Matarr Touray, a senior official of the Public Utilities Regulatory Authority (PURA) said The Gambia has done quite well in data cost reduction even though it is still expensive for average Gambians. Touray was speaking at the “Who is Who in Tech” event organized by Point-click Technologies and its partners over the weekend.
“The Gambia has done quite well in data cost, “ he said. The data cost from a standard home connection has come down by about 50%. But is still too prohibited for an average Gambian who has an income of $50.”
In addressing some of the problems faced by technology in The Gambia, Point-click Technology and its partners organized a networking event to bring together both Gambians at home and in the diaspora to network and address issues hindering the advancement of technology in The Gambia.

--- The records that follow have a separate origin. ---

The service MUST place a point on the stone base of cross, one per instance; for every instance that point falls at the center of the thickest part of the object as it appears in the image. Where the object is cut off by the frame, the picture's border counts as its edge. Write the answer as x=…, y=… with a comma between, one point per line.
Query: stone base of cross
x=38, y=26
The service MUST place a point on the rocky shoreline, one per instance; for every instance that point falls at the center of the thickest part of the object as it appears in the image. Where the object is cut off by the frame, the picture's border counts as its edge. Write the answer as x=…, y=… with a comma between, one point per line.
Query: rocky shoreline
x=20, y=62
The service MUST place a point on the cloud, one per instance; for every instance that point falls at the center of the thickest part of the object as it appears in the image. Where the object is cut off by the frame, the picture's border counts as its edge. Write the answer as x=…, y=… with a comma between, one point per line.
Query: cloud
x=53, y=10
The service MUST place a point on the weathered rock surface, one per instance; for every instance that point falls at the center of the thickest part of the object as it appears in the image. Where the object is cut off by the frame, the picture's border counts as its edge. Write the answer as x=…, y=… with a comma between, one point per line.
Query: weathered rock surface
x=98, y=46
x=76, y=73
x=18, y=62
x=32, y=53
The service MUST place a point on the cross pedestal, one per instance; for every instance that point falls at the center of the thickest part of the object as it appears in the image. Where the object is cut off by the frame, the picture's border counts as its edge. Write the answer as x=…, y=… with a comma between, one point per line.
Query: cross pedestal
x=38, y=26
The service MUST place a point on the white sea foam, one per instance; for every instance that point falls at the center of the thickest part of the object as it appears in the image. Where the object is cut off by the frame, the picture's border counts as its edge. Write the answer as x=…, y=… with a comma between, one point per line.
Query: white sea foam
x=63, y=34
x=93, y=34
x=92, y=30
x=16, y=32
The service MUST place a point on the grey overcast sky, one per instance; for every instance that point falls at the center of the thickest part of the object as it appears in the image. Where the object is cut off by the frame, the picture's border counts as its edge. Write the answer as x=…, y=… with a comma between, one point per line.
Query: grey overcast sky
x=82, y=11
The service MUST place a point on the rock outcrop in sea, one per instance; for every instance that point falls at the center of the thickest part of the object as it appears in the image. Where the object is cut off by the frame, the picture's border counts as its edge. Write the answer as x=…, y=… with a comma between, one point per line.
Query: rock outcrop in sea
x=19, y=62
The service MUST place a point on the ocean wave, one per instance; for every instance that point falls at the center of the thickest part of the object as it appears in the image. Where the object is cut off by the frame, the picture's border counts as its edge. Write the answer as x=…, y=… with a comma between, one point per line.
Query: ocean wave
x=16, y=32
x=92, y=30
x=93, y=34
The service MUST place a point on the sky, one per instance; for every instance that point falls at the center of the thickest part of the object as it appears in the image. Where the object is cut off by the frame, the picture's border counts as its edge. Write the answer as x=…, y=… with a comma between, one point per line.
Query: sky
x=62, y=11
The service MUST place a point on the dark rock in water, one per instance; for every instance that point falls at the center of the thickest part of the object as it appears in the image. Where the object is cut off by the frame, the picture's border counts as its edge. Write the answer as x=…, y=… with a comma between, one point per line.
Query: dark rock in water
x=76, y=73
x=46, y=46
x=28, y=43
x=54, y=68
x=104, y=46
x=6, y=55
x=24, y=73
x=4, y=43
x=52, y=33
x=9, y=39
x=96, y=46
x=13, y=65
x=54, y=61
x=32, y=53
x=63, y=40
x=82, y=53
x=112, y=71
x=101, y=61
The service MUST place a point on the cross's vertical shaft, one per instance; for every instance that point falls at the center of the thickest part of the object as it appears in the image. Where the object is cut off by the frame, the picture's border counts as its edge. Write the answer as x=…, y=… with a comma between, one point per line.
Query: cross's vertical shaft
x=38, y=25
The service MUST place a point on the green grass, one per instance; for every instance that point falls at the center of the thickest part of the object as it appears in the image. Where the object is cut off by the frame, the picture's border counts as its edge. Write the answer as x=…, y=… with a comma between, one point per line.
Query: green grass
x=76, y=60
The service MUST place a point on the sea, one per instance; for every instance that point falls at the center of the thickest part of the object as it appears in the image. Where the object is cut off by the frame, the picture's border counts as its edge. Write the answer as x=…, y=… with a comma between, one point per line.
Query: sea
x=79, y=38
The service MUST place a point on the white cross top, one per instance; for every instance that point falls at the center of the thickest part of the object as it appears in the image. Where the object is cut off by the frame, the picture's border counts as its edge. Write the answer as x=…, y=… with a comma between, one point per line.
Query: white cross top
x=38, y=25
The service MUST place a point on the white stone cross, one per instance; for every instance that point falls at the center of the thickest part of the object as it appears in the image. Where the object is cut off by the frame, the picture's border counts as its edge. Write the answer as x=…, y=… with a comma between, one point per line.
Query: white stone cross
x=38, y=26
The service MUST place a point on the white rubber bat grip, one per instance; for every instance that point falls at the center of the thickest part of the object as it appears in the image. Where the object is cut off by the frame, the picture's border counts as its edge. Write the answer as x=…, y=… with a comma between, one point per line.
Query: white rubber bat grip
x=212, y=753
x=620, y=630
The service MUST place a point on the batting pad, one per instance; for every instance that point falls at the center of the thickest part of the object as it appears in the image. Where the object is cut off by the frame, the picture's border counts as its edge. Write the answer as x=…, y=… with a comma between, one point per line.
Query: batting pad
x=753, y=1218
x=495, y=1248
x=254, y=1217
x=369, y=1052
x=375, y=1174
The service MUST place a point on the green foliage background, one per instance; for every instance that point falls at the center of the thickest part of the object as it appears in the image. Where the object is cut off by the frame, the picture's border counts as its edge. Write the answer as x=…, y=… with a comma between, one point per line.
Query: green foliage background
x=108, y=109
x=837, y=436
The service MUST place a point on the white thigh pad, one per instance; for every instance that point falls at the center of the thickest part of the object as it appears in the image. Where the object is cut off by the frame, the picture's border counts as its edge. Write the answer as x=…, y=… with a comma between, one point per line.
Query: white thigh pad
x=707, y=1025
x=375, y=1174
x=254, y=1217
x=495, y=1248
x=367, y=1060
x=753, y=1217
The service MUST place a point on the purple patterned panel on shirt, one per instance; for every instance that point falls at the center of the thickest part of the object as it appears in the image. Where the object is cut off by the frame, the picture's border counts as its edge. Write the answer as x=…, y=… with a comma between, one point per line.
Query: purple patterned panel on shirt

Malick Khan, CEO of Point-click, shared with The Chronicle the reason behind the “Who is Who in Tech” networking event. “It was organized to connect The Gambians in the diaspora that are in technology with the local ecosystem technology entrepreneurs. It is important that we all know who we are, that when we can engage and potentially work together in solving some of the most challenging problems in this country.”
Highlighting the issues affecting the rapid advancement of technology in the country, Khan said connectivity should be affordable to all. “The connectivity is not out there for everybody to reach because of the cost, it should be minimized a little bit so that everybody can afford it. Make it to be more stable and it 24 hours access…if you have a problem you don’t have to wait until Monday because the companies are not working on a weekend. Those are some of the small gaps that need adjustments.”
The event was attended by both Gambians at home and the diaspora in the field of technology.
Joseph Jasseh, a Gambian working at Microsoft said it’s everyone’s responsibility to figure out how to make things better in The Gambia as far technology is concerned.
“We are all working for companies in the West, doing amazing things, but when we come back home, nothing seems to be working. It is our responsibility to figure out how do we help make things better.”
“Talking of that, in January we are launching what we call The Gambia Technology Advisory Council. This is going to be a movement to figure out how do we bring all the people in tech in The Gambia and the diaspora to figure out how we provide guidance, compliances, best practices, but also how to partner with the Ministry of Information.”
The “Who is Who in Tech” event is expected to be an annual event to create a platform to network, invest, build and connect Gambians from all over the world through technology.